Local Authority area:


Primary Courts of relevance:

Edinburgh Sheriff Court, Alcohol Problem Solving Court

All information provided by:

Edinburgh Community Justice Partnership

Edinburgh Community Justice Partnership

Published: 30 November 2021

The information on this page has been provided by Community Justice Partnerships. Community Justice Scotland is not responsible for the accuracy of the information and is unable to respond to direct queries. All such queries in respect of the information shown on this page should be directed to the Community Justice Partnership to which it relates.

This information will be reviewed and updated where required.

Community Payback Order: Unpaid Work

Interventions suitable for

All persons who are suitable for unpaid work (as per court social work report).

Programme title and provider

Justice social work; unpaid work

Details of all Specific national or local scheme/intervention(s) available

Group work initiatives, opportunity to participate in group work activities, attendance at mental health support, health initiatives. Specific group for vulnerable women held in safe environment.
Examples of unpaid work include working with charitable organisations assisting with cleaning, sorting through donations. Assembly work such as building basic wooden structures – seating, planters, play equipment. Environmental improvements in parks and green spaces such as litter picking, weeding, opening pathways. Gardening and landscaping in residential units, schools, churches and community centres.

Possible Outcomes

Can lead to a feeling of ‘ownership’ of community improvement work.
Individuals carrying out unpaid work report increased self-worth through being involved in rewarding projects that benefit others, as well as improved team working abilities.
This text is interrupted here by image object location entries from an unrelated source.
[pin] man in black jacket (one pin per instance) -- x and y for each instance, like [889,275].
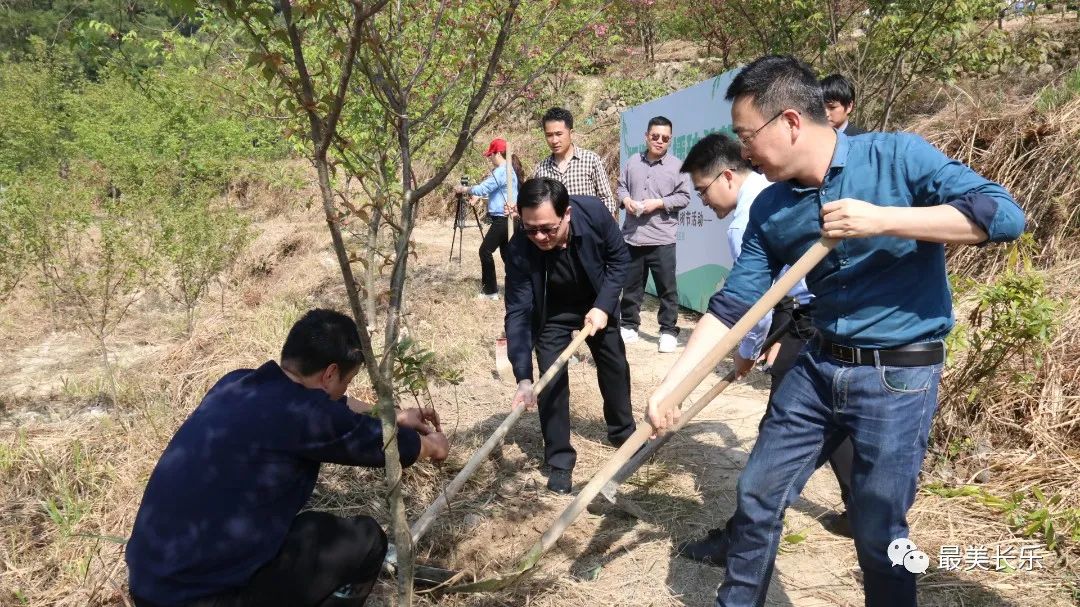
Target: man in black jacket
[566,267]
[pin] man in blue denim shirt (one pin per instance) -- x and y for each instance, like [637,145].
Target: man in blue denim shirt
[882,306]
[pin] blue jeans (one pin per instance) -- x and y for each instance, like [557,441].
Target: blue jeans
[887,413]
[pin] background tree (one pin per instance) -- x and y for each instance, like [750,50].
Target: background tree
[391,96]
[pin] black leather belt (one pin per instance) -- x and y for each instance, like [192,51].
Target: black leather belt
[913,355]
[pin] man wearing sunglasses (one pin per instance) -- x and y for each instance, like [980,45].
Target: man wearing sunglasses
[881,309]
[652,191]
[566,267]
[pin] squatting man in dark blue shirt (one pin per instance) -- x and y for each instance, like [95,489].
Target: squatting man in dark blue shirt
[219,526]
[882,307]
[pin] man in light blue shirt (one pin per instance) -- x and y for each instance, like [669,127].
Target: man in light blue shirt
[881,308]
[495,188]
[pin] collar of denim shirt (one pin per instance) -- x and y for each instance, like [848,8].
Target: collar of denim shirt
[837,164]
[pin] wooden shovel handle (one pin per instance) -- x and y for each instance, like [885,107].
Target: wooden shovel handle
[756,312]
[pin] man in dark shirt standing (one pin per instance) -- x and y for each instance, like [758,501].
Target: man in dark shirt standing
[218,523]
[566,266]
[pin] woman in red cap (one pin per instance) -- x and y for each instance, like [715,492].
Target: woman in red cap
[495,188]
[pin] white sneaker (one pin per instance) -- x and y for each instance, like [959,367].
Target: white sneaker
[667,342]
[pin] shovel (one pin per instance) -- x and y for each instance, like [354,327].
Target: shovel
[610,489]
[702,369]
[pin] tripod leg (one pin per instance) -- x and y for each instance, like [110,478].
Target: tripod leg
[478,226]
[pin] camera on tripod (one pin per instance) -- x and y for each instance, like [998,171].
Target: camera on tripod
[460,219]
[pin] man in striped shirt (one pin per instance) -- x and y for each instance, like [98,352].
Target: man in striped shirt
[581,171]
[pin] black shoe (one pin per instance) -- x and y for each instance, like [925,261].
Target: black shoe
[711,550]
[559,481]
[837,523]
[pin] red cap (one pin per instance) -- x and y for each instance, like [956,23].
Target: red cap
[496,147]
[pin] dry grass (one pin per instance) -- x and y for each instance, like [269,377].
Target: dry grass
[1021,435]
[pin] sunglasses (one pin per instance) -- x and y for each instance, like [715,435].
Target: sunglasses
[701,191]
[551,230]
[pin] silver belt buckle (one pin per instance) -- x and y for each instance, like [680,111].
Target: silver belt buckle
[842,353]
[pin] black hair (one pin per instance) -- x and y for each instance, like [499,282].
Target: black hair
[658,121]
[555,115]
[779,82]
[539,190]
[320,338]
[836,88]
[715,152]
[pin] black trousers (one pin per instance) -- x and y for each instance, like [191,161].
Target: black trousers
[659,260]
[321,554]
[496,238]
[612,374]
[798,331]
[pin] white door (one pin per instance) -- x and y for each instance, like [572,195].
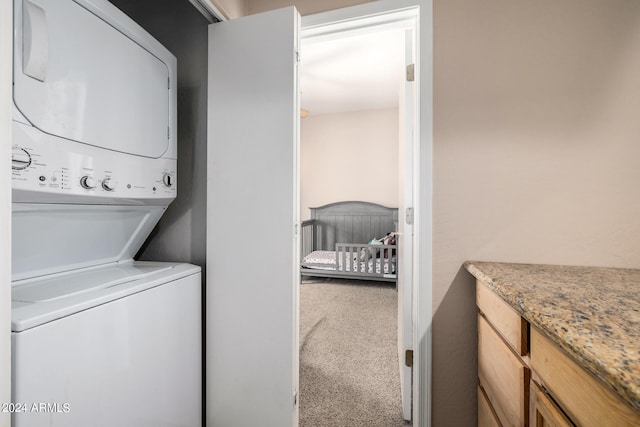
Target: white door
[405,228]
[252,216]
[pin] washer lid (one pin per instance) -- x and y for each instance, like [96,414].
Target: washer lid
[36,302]
[86,280]
[81,76]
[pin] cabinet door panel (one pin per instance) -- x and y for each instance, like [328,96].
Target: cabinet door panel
[487,416]
[585,399]
[503,376]
[544,412]
[512,327]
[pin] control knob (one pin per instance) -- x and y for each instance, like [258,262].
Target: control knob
[87,182]
[20,158]
[109,184]
[167,180]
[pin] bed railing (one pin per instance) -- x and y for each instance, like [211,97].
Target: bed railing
[307,237]
[366,259]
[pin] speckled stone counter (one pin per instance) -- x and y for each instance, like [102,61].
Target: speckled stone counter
[592,313]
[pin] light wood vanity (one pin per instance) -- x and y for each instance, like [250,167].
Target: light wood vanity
[556,348]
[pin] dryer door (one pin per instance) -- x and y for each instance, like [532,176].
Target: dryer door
[79,74]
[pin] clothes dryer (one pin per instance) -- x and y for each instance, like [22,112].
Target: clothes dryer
[98,338]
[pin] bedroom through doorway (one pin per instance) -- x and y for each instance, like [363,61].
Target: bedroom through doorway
[356,129]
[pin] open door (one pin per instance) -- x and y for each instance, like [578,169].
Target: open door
[405,228]
[252,217]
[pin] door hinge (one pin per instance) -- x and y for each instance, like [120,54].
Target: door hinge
[408,358]
[411,74]
[408,217]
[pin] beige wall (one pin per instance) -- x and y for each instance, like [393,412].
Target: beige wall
[349,156]
[536,148]
[231,9]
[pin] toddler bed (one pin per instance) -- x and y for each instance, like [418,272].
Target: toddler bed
[353,240]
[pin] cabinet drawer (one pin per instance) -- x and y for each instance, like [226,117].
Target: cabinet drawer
[513,328]
[544,412]
[487,416]
[584,398]
[503,376]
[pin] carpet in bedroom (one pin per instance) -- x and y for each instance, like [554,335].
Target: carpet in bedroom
[348,354]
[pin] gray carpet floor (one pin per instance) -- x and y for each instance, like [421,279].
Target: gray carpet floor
[348,354]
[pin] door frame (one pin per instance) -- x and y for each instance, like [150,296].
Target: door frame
[389,13]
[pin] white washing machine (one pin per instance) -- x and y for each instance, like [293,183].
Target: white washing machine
[98,338]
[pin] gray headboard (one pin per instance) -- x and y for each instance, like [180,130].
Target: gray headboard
[351,222]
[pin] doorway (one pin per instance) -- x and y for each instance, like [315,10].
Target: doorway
[343,78]
[252,324]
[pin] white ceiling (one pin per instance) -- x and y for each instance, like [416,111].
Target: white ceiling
[352,73]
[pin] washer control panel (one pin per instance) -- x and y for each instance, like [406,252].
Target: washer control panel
[53,166]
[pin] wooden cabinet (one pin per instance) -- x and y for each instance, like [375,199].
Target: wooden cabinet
[502,371]
[544,412]
[527,380]
[582,396]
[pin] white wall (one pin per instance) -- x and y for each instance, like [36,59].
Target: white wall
[6,30]
[536,126]
[349,156]
[305,7]
[231,9]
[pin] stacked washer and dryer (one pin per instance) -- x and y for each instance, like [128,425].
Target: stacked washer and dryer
[98,338]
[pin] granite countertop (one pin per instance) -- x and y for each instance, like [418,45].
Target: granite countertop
[593,313]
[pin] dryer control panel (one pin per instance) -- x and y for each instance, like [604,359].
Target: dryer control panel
[46,168]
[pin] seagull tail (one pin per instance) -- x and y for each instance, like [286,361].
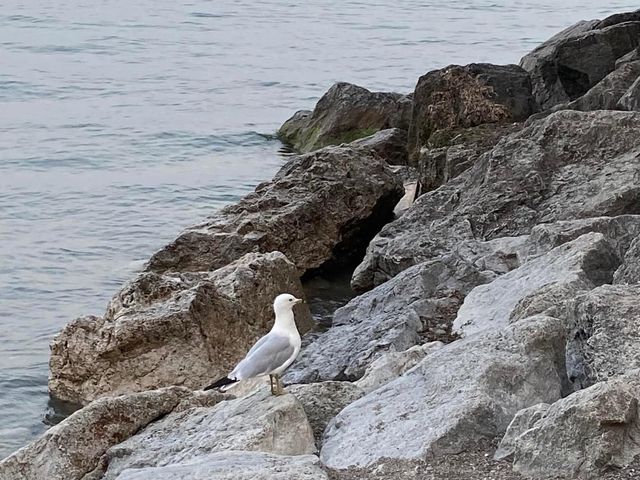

Participants have the opportunity to learn new practical and social skills both of which support desistance.

Process for Assessment and/or inclusion in scheme/intervention

Where an individual is suitable for, and could benefit from, unpaid work as a court disposal, a court social work report will state this. Where an individual is given unpaid work as a disposal, justice social work will meet with the individual and identify a suitable programme, activity or training, based on the person’s needs, skills, abilities and interests. This ensures that the disposal has the greatest likelihood of successful completion.